Founded in 2016, Coresignal specializes in “always fresh” business data records from multiple public web sources with hundreds of data points. Their datasets cover all essential aspects of information about companies, professionals, and jobs. Think farm to table, but with data. We spoke with Karolis Didziulis, Product Director at Coresignal, about market developments, transparency, and the data you don’t want to collect.

EWDCI: Can you give us the elevator pitch for Coresignal?

Karolis Didziulis: Coresignal transforms large amounts of unstructured, raw public data from the web into high-quality datasets that are easily accessible and ready to work with. Our infrastructure and experience allow us to ensure a high degree of data freshness while also continuously expanding our B2B datasets. 

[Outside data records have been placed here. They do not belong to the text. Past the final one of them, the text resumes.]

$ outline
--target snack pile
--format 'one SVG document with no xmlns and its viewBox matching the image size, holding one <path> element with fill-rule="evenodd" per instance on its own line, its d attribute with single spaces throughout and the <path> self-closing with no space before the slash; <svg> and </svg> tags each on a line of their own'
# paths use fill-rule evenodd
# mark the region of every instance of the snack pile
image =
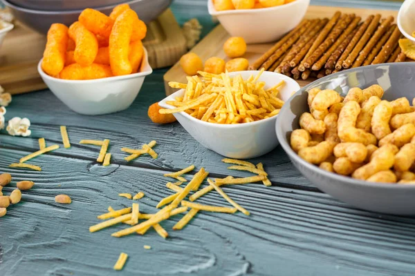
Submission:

We work with 500+ data-driven startups, enterprises, and investment firms that use the data to extract valuable insights or build data-driven solutions and products.

EWDCI: What do you wish more people understood about web scraping?

KD: Web scraping enables businesses to access vast amounts of public data from the web, transform it into immensely valuable insights, and build cutting-edge software products on top of those insights. This can drive smarter decisions in various industries and also power products such as intelligent recruitment platforms, powerful prediction and AI models, search engines, and much more.

Fundamentally, web scraping unlocks great economic value that is often overlooked by the wider public, and it is becoming an increasingly important engine of modern, technological economies.

EWDCI: Do you notice types of businesses using your services that have not done so in the past?

KD: Much of our customer base have traditionally operated in the sales, HR, investment, and research verticals. These sectors have a consistent need for public web data, making them early adopters of our services. However, we’ve recently seen a significant increase in organizations using our data for market research, academic purposes, and risk assessment. We’re also noticing a growing interest from many other verticals that have niche use cases where web data comes in handy. Those could be in finance, banking, KYB [Know Your Business/due diligence], cybersecurity, and others.

EWDCI: How have global events impacted your growth and service offerings in the last few years?

KD: Despite widespread layoffs in the tech sector and a general reluctance among software companies to expand their vendor lists, we’ve experienced a significant increase in inquiries about our data products. 

Although the market has become more competitive, our clients heavily rely on our data from a product standpoint, so whenever other tools are cut, we see a corresponding rise in demand.

Like many other companies, we notice the trend of optimizing costs, which means prospective clients pay more attention to data attributes beyond just dataset size. These attributes include data freshness, quality, the extra value vendors provide on top of raw datasets (such as enriched or cleaned data), and the ability to deliver data in a stable, reliable manner. This trend guides us in developing our data products to help clients save resources and achieve greater efficiency.

We’ve been focused not only on enhancing our data quality and making it more accessible to users but also on educating the market about the use cases of public web data and its importance for companies. As a result, more companies are now utilizing this data and recognizing its value.

EWDCI: What effect has the rapid growth of AI had on your service offerings?

KD: The AI and LLM sectors have seen a surge in market entries. Existing players are integrating this technology to enhance their product offerings while new companies are emerging. There is significant interest in contextual information—where AI proves invaluable—as well as in new technologies that provide specific insights. 

Many companies are exploring ways to expand their products by combining customer-generated data with publicly available web sources. We have also utilized LLM models for data filtering, classification, entity resolution, and insight gathering, greatly advancing our product development.

EWDCI: Where does government policy interface with your work on a daily basis?

KD: We believe that government policies are crucial in guiding data vendors to maintain ethical and legal standards, and we are committed to complying with the highest government policy standards of responsible web data collection.

We follow the latest developments in relevant case law regarding public web data collection. We also keep up to speed with best industry practices, paying particular attention to cybersecurity, privacy, intellectual property, and developments in commercial contract law regulations.

Furthermore, we regularly engage with our clients to discuss government policies and their business impact. This includes answering their questions, completing due diligence questionnaires, and reviewing risk management practices to ensure our data practices comply with the highest regulatory standards.

EWDCI: Why did your team find it important to join the EWDCI?

KD: The web data aggregation industry is still relatively young but quickly maturing. As a co-founding member, we recognized the importance of fostering industry-wide alignment by establishing key principles for ethical data collection and maintaining an open dialogue among companies in this sector.

Our goal is to advocate for a responsible and ethical approach to web data collection. This includes principles such as collecting only explicitly publicly available data, minimizing data collection, and avoiding sensitive information. We also recognize the need to promote transparency and accountability in the industry by encouraging openness about data collection practices and respecting individuals’ privacy rights.

We believe in engaging in public discussions to address current challenges. This is particularly relevant today, amidst rapid technological advancements and the emergence of highly capable AI systems. It is crucial to educate both consumers and legislators about the complexities of this field, share our experiences, and highlight the value the industry brings to organizations worldwide.